Corcioli foi acusado de proferir decisões com “viés ideológico” e liberar criminosos e menores infratores com base em teses jurídicas que destoam da legislação.
“Por mais que a decisão [anulação da censura pelo CNJ] seja acertada e restitua a segurança jurídica, mostra que a perseguição em si pode ser tão ou mais danosa do que uma eventual condenação final”, avalia o IBCCRIM (Instituto Brasileiro de Ciências Criminais). Formado por criminalistas e cientistas políticos, o instituto promove diálogo entre academia, poder público e a sociedade.
O criminalista Hugo Leonardo, presidente do IDDD (Instituto de Defesa do Direito de Defesa) lembra que o tribunal paulista já foi cobrado por não respeitar decisões das cortes superiores. “Não se vê o TJ-SP instaurando procedimentos disciplinares contra juízes que decretam ou mantêm prisões ilegais, mas o faz contra juízes exemplares que obedecem à Constituição Federal e às leis do país”, diz Leonardo.
A juíza Valdete Souto Severo, presidente da AJD (Associação Juízes para a Democracia) compara o episódio com a tentativa de amordaçamento dos professores e perseguições dentro das escolas e universidades. “É um sinal de alerta grave para o Poder Judiciário e para a democracia”, diz Severo. “O que mais precisamos, em tempos como o presente, é de juízas e juízes com tranquilidade e independência.”

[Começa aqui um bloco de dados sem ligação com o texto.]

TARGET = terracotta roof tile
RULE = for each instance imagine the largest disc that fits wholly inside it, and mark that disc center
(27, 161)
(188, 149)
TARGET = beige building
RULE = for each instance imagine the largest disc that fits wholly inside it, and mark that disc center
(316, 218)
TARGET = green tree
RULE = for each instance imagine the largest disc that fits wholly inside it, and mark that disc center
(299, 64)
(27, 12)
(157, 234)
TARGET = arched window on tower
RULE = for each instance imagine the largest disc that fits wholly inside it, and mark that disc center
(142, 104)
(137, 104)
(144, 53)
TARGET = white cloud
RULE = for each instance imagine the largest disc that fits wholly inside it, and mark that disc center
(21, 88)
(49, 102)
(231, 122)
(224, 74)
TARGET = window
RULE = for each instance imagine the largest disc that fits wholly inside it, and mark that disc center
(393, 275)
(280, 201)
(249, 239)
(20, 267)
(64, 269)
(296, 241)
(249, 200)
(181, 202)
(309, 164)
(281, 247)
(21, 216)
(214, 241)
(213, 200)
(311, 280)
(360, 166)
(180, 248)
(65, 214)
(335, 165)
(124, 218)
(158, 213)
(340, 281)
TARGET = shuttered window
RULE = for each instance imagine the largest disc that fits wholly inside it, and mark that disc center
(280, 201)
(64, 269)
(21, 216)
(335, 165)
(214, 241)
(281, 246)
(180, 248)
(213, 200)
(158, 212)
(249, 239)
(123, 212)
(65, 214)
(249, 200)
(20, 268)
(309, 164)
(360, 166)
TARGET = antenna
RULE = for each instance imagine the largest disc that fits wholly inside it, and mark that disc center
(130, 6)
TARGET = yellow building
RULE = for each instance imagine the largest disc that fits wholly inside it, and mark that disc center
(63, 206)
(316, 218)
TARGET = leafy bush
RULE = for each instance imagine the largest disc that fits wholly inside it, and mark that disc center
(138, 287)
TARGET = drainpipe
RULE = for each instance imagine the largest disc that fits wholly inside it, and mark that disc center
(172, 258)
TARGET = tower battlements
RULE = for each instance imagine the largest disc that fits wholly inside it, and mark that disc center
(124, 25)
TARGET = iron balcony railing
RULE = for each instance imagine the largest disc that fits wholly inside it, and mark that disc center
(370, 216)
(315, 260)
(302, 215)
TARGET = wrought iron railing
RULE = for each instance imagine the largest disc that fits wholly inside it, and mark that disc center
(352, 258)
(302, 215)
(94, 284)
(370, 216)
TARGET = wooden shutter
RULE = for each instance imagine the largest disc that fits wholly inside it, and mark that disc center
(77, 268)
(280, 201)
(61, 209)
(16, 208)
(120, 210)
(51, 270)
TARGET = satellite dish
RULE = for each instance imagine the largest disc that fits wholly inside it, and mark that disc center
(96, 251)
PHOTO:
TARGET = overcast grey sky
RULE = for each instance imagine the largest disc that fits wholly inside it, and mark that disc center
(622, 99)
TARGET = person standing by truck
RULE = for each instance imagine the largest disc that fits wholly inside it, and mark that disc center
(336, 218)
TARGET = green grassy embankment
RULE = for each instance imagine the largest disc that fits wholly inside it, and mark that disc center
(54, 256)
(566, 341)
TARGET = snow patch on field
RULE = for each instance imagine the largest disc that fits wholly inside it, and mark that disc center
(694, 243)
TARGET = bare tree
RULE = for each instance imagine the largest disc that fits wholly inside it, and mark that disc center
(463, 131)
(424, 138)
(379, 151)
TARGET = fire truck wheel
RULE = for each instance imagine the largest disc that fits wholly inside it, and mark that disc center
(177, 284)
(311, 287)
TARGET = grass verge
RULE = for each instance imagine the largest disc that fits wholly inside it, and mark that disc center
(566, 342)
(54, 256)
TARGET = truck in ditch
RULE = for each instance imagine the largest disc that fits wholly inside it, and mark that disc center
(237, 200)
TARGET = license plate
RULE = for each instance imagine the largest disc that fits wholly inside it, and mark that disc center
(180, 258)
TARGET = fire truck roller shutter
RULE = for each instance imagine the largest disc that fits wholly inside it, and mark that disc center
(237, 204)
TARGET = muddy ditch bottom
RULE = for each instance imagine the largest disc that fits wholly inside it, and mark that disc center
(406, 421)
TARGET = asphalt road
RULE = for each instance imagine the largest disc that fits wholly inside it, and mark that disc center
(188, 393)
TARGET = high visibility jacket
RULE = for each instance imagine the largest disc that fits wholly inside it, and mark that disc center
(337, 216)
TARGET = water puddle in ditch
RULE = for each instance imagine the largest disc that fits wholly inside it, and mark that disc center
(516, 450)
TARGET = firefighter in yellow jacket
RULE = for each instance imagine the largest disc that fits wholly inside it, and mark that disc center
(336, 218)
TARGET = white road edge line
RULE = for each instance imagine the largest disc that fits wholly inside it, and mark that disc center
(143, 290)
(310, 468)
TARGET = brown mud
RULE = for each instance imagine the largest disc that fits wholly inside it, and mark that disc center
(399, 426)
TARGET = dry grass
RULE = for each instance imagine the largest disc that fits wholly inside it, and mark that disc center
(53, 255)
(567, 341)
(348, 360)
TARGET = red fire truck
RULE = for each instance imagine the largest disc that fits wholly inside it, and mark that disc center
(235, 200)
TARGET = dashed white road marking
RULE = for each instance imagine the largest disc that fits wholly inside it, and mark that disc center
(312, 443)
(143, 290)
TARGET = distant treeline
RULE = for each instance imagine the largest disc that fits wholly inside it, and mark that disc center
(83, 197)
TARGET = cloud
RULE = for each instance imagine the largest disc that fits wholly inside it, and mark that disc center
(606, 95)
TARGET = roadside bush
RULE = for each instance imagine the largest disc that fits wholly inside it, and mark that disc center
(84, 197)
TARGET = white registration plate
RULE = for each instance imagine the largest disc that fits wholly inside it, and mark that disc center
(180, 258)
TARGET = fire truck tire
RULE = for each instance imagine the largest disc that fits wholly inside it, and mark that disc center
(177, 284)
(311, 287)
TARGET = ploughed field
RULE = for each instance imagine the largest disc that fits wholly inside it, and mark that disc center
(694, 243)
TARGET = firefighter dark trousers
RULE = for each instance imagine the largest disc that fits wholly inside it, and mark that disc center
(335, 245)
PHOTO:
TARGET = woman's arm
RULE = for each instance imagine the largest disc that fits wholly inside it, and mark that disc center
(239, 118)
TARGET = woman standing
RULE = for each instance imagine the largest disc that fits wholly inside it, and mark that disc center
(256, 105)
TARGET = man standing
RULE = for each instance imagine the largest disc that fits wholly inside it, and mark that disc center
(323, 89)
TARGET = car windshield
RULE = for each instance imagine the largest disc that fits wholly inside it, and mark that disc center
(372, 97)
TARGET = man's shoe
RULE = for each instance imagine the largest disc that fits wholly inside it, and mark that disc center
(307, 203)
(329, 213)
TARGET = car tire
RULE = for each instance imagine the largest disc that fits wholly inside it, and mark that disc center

Em maio de 2017, o jurista Dalmo de Abreu Dallari previu que o processo contra Corcioli poderia “afetar com muita gravidade a carreira do magistrado” e transmitir para a opinião pública uma imagem desfavorável de toda a magistratura e do próprio Poder Judiciário.”
Consultado, o Tribunal de Justiça de São Paulo informou que, “em cumprimento à Loman (artigo 36, inciso III), não se manifesta sobre ações em trâmite nem sobre decisões proferidas em quaisquer que sejam as instâncias”.
A seguir, a íntegra das manifestações recebidas.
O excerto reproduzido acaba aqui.